Recombinant Mycoplasma pneumoniae Probable ABC transporter permease protein MG189 homolog (MPN_136)

What is MPN_136 and what is its role in Mycoplasma pneumoniae?

MPN_136 (UniProt ID: P75262) is a probable ABC transporter permease protein in Mycoplasma pneumoniae that functions as part of the ATP-binding cassette (ABC) transporter superfamily. ABC transporters represent one of the largest superfamilies of active membrane transport proteins with a highly conserved ATPase domain that binds and hydrolyzes ATP, providing energy for nutrient uptake and extrusion of drugs and metabolic wastes . MPN_136 specifically serves as a permease component, forming the transmembrane channel through which substrates are transported across the membrane. In M. pneumoniae, this protein is homologous to the MG189 protein found in Mycoplasma genitalium .
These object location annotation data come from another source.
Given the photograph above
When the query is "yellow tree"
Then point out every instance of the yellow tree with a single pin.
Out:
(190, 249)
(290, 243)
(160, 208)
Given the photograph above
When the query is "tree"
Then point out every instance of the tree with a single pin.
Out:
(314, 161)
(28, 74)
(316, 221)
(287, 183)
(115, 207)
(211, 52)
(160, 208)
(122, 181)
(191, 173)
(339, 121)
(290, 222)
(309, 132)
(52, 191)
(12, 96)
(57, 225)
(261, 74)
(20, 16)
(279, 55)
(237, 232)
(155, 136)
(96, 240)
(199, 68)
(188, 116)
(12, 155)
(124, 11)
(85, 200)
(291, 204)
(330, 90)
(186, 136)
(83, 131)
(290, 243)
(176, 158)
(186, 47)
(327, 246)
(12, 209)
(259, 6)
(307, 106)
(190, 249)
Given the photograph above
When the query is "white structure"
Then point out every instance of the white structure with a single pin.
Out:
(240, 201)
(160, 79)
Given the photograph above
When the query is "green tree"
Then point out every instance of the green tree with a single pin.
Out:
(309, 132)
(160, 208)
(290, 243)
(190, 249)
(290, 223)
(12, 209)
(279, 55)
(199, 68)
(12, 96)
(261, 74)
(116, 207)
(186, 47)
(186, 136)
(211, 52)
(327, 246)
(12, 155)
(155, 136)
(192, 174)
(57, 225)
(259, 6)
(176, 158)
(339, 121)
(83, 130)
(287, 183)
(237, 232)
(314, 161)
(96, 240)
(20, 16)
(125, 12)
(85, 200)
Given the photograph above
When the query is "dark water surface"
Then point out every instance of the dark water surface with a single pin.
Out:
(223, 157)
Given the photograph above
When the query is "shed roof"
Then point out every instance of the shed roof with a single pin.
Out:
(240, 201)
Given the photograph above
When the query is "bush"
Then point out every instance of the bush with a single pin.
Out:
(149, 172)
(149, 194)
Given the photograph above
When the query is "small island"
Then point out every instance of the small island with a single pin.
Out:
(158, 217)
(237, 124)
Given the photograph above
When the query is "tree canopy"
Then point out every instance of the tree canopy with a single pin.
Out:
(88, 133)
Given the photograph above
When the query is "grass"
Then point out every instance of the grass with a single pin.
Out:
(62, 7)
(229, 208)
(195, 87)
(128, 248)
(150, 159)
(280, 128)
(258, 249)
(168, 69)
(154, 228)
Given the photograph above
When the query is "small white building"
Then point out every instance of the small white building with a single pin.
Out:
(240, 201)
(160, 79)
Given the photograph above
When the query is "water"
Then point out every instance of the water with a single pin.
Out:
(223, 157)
How does MPN_136 relate to other ABC transporters in Mycoplasma species?

MPN_136 is part of a larger group of ABC transporters that constitute a significant portion of membrane transport proteins in Mycoplasma species. Studies have revealed high percentages of coding sequences encoding membrane transport proteins in different Mycoplasma strains, with M. hyopneumoniae strains J and 7448 containing 13.4% and 13.8% respectively, and M. synoviae strain 53 containing 11.2% . Among these transport proteins, ABC systems represent between 85.0% and 88.6% of those coding sequences . MPN_136 specifically functions as a permease component, forming the transmembrane channel of an ABC transporter system. The high conservation of ABC transporters across Mycoplasma species suggests their essential role in the survival and pathogenicity of these organisms.

What are the optimal conditions for recombinant expression of MPN_136?

The recombinant expression of MPN_136 has been successfully achieved in E. coli expression systems . For optimal expression, the following protocol is recommended:

• Clone the full-length MPN_136 gene (encoding amino acids 1-319) into an appropriate expression vector with an N-terminal His-tag

• Transform the construct into a compatible E. coli strain optimized for membrane protein expression (such as C41(DE3) or BL21(DE3) pLysS)

• Grow cultures at 37°C until reaching OD600 of 0.6-0.8

• Induce protein expression with IPTG (0.5-1.0 mM) at reduced temperature (16-18°C) overnight to minimize inclusion body formation

• Harvest cells by centrifugation and proceed with membrane fraction isolation

This methodology maximizes the yield of properly folded recombinant protein while minimizing toxicity to the host cells that often occurs with membrane protein overexpression .

What purification strategies yield the highest purity of recombinant MPN_136?

The purification of His-tagged MPN_136 can be achieved through a multi-step process designed to isolate the protein from the E. coli membrane fraction:

• Resuspend cell pellets in a low-salt buffer and lyse using sonication or a French press

• Centrifuge to separate the membrane fraction (pellet) from soluble proteins

• Extract the membrane-bound MPN_136 using a high-salt buffer containing a detergent (such as n-dodecyl-β-D-maltoside or Triton X-100)

• Perform immobilized metal affinity chromatography (IMAC) using Ni-NTA resin to capture the His-tagged protein

• For higher purity (>90%), implement a secondary purification step such as size exclusion chromatography

This protocol typically yields MPN_136 with greater than 90% purity as determined by SDS-PAGE analysis .

How should purified MPN_136 be stored to maintain stability and activity?

For optimal stability, purified MPN_136 should be stored following these guidelines:

• Lyophilization in Tris/PBS-based buffer containing 6% trehalose at pH 8.0

• For reconstitution, use deionized sterile water to a concentration of 0.1-1.0 mg/mL

• Add glycerol to a final concentration of 5-50% (optimally 50%)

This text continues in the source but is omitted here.